Un appel en direction des électeurs qui ne convainc pas les autres adversaires de Pascale Bordes. Jérôme Jackel, qui a réuni 15, 93 % des suffrages, lance : « Il dédaigne les courants politiques et démocratiques. Il veut un rassemblement vers lui mais il n’est pas rassembleur : entre lui et moi il y a 160 voix d’écart. Il doit tirer sa révérence« . Le candidat Debout ! (parti de François Ruffin) annonce qu’il a fait « un appel du pied à Philippe Broche » lundi matin, pour discuter d’une union. « À deux, on fait 30 % des voix. On doit se voir avec Philippe Broche lundi soir » assurait-il en milieu de journée. « Un assemblage Jackel-Broche c’est légitime. Si on s’allie, on va créer une dynamique. Les électeurs de Chapelet vont se tourner vers nous ».
« Je dis non à Jackel ! On ne va pas fusionner »

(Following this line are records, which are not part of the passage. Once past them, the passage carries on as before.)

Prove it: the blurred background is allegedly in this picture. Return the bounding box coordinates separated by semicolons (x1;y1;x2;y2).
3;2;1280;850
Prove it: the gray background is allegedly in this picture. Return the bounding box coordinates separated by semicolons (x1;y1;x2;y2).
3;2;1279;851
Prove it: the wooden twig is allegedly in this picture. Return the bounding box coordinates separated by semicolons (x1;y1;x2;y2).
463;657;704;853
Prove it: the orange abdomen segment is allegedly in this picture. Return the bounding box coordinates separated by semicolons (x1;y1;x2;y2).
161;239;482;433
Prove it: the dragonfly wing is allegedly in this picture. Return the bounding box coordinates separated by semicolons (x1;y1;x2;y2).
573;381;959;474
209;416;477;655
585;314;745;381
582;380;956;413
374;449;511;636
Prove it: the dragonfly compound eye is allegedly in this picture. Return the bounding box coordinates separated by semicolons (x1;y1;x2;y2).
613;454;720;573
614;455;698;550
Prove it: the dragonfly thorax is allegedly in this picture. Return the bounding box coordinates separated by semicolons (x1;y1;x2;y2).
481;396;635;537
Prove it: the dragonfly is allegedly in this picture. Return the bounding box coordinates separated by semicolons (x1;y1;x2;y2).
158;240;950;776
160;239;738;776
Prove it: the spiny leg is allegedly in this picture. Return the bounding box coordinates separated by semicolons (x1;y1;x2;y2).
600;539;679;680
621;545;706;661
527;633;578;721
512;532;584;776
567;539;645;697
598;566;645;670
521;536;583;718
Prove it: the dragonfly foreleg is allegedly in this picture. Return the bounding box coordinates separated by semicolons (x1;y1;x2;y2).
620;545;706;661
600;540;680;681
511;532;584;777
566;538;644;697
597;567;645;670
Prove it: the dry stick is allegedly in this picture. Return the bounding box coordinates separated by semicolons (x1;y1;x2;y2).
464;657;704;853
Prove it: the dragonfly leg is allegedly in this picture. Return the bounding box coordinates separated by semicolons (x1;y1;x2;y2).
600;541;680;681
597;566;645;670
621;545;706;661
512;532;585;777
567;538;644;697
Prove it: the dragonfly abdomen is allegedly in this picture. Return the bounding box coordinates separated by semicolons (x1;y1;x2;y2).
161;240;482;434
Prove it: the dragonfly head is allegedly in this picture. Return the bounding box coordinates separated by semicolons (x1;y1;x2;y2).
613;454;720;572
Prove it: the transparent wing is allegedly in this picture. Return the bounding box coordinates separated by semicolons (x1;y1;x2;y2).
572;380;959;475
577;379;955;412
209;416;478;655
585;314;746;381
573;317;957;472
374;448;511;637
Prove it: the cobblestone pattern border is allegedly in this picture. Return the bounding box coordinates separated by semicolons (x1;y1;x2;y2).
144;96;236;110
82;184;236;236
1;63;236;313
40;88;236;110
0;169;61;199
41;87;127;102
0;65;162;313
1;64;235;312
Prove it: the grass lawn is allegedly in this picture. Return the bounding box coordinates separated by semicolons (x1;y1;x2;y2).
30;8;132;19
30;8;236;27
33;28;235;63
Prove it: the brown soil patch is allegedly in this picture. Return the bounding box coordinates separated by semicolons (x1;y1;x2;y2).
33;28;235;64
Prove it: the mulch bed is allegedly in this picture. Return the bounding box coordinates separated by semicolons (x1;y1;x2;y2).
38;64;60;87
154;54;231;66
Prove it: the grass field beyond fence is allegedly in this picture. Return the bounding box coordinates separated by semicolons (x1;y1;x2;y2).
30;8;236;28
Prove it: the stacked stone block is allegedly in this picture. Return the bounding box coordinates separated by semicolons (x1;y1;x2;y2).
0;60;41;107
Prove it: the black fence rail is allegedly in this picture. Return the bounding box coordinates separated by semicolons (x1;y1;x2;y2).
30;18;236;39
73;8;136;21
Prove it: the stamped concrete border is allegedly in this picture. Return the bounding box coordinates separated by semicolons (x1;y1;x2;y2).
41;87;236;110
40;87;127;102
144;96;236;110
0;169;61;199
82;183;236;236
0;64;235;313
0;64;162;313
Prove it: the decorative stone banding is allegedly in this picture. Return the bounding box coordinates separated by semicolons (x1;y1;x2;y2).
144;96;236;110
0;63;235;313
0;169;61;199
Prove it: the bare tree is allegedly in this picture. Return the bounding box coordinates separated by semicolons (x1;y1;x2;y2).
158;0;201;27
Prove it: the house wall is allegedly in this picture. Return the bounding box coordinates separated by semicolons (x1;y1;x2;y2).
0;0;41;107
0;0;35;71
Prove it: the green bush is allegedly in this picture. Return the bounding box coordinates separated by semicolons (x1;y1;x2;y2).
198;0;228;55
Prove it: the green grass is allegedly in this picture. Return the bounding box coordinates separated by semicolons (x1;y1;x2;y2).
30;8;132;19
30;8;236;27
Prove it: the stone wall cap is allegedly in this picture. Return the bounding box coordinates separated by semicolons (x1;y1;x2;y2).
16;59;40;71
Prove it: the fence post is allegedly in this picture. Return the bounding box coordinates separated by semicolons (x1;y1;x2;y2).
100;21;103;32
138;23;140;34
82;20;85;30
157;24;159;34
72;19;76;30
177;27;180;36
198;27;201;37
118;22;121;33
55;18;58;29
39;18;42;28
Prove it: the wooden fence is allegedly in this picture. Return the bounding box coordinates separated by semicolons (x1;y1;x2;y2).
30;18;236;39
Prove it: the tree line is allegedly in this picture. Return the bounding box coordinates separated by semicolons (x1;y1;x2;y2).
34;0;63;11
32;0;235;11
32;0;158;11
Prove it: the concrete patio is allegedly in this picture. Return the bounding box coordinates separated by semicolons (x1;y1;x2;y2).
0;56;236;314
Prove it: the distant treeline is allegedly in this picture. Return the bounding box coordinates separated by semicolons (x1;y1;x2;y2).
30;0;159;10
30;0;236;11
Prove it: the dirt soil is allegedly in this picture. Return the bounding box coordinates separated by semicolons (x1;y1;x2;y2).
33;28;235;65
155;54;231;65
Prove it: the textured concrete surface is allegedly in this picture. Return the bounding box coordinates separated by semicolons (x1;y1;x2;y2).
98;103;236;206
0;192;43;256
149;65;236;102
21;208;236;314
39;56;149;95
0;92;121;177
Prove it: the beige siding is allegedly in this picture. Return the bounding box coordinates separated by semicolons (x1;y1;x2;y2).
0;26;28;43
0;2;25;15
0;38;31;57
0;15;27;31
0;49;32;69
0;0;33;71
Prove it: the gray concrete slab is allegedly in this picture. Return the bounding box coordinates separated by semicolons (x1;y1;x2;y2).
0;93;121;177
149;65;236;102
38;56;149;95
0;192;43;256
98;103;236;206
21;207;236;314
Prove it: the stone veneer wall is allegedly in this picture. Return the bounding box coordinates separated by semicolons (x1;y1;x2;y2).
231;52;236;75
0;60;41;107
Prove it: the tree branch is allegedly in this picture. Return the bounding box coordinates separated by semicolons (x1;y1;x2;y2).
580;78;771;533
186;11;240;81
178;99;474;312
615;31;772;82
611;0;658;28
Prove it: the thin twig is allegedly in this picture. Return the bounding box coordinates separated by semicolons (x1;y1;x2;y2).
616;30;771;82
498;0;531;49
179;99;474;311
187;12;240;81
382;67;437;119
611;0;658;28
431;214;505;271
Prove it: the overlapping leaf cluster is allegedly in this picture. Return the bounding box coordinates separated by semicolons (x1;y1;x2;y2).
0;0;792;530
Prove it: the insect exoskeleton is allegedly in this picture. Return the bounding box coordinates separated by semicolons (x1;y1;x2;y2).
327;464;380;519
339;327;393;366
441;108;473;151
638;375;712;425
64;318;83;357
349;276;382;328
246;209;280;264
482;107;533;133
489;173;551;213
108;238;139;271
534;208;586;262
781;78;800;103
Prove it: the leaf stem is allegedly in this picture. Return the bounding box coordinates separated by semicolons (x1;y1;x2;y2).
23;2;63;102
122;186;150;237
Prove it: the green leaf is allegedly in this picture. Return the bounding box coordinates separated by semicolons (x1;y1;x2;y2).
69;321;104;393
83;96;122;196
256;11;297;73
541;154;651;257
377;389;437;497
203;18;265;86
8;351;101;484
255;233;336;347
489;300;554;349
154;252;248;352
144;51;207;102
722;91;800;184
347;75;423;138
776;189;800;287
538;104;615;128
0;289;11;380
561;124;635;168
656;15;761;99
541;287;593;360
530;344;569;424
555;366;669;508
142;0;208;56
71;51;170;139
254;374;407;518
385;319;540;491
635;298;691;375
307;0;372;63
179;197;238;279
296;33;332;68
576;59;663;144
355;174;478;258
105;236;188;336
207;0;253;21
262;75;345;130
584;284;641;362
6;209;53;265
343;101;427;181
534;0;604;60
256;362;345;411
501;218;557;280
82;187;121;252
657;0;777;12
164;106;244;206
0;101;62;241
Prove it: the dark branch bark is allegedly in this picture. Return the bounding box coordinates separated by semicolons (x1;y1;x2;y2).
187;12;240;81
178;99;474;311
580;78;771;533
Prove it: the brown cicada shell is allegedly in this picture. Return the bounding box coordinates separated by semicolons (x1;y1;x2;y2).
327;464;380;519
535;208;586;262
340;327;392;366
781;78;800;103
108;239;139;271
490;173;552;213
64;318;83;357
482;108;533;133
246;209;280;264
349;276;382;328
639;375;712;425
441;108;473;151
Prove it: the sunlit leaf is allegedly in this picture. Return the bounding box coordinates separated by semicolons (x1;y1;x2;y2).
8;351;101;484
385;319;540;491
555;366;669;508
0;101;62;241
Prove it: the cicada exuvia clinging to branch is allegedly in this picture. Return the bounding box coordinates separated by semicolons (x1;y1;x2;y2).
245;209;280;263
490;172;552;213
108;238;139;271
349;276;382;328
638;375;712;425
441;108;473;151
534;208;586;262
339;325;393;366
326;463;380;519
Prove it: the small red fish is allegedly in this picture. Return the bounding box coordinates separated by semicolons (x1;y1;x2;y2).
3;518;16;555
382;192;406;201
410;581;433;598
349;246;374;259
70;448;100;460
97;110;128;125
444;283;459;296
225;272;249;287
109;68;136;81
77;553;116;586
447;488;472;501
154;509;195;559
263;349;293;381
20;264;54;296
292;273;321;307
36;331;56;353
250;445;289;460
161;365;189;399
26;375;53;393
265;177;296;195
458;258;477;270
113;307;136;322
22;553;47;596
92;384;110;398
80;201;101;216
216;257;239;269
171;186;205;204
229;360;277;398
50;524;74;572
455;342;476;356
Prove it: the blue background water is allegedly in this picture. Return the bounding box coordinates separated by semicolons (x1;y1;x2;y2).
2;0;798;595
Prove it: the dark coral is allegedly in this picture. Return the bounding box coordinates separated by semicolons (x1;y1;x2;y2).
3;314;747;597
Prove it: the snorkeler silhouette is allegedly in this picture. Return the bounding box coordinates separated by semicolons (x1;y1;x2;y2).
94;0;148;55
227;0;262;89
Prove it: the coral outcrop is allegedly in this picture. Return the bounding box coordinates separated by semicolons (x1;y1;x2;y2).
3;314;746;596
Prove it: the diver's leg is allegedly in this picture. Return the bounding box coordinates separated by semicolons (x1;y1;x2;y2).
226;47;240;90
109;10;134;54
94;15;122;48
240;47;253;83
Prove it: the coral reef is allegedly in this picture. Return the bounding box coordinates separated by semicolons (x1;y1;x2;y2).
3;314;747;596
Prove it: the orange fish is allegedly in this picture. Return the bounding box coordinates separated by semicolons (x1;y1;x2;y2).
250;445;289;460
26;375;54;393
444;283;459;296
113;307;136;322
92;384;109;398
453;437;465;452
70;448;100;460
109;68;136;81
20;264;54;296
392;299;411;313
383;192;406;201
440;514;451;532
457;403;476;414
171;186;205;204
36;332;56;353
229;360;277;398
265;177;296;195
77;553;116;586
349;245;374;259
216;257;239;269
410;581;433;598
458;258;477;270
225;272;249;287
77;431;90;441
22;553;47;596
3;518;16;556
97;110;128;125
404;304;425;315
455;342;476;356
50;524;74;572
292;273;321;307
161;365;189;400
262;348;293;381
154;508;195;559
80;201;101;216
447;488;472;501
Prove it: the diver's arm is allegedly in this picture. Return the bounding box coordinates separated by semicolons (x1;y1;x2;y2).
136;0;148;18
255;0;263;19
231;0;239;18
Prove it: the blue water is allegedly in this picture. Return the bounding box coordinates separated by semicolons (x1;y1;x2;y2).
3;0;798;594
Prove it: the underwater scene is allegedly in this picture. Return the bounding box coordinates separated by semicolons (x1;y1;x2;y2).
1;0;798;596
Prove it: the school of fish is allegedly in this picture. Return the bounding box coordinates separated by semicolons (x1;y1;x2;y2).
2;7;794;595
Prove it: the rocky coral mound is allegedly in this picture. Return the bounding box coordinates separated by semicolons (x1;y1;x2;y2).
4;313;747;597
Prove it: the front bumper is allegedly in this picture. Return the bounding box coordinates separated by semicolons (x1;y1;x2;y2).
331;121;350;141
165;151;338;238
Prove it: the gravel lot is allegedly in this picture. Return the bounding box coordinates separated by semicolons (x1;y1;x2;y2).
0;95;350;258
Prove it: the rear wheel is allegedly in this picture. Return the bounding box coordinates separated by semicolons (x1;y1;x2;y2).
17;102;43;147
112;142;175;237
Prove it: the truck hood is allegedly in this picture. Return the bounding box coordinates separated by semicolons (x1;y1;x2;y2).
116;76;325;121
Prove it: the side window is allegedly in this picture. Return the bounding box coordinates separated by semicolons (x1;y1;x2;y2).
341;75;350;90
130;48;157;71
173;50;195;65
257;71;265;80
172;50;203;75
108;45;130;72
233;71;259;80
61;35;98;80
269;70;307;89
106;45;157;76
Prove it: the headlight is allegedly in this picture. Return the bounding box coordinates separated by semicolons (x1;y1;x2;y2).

« Je dis non à Jackel ! On ne va pas fusionner » coupe court Philippe Broche. Une réunion avec ces colistiers était prévue lundi soir pour convenir de la stratégie à suivre : « soit on continue, soit on se retire » précisait-il en milieu de journée. L’annonce de cette décision devrait être faite mardi. « Je respecte mes colistiers, on a constitué une liste avec des personnes aux orientations politiques ».
Quant à l’appel du maire sortant, « c’est le chant du cygne, ça ne sert à rien, chaque électeur est libre de son choix », tout en regrettant que le taux de participation n’ait pas été plus haut. « Les Bagnolais doivent assumer leur choix ! Il y aurait dû avoir 70 % de votants avec ce contexte bagnolais ». Lui, renvoie la balle aux autres candidats. « Je suis en quatrième position, donc je ne suis pas en situation de dire quelque chose. Il appartient aux autres de prendre leurs responsabilités ».
De son côté, Michel Cegielski, disqualifié pour le second tour, sa liste n’ayant pas atteint avec ses 7, 13 %, les 10 % requis pour se maintenir, estime que « c’est normal que Jean-Yves Chapelet fasse appel aux électeurs. Il est en tête des autres candidats après le RN ». Mais l’ex adjoint démissionnaire de Jean-Yves Chapelet, estime que « le maire devrait faire un appel aux autres candidats et aux gens pour qu’ils aillent voter« . Quant à rejoindre une autre liste, – une liste peut inclure des candidats d’une autre liste à condition que celle-ci ait obtenu, au premier tour, au moins 5 % des suffrages exprimés –, Michel Cegielski confie que Jérôme Jackel l’a appelé le soir du premier tour « pour savoir si je le soutenais. Mais je ne peux pas le soutenir comme ça, sans savoir comment il va agir ».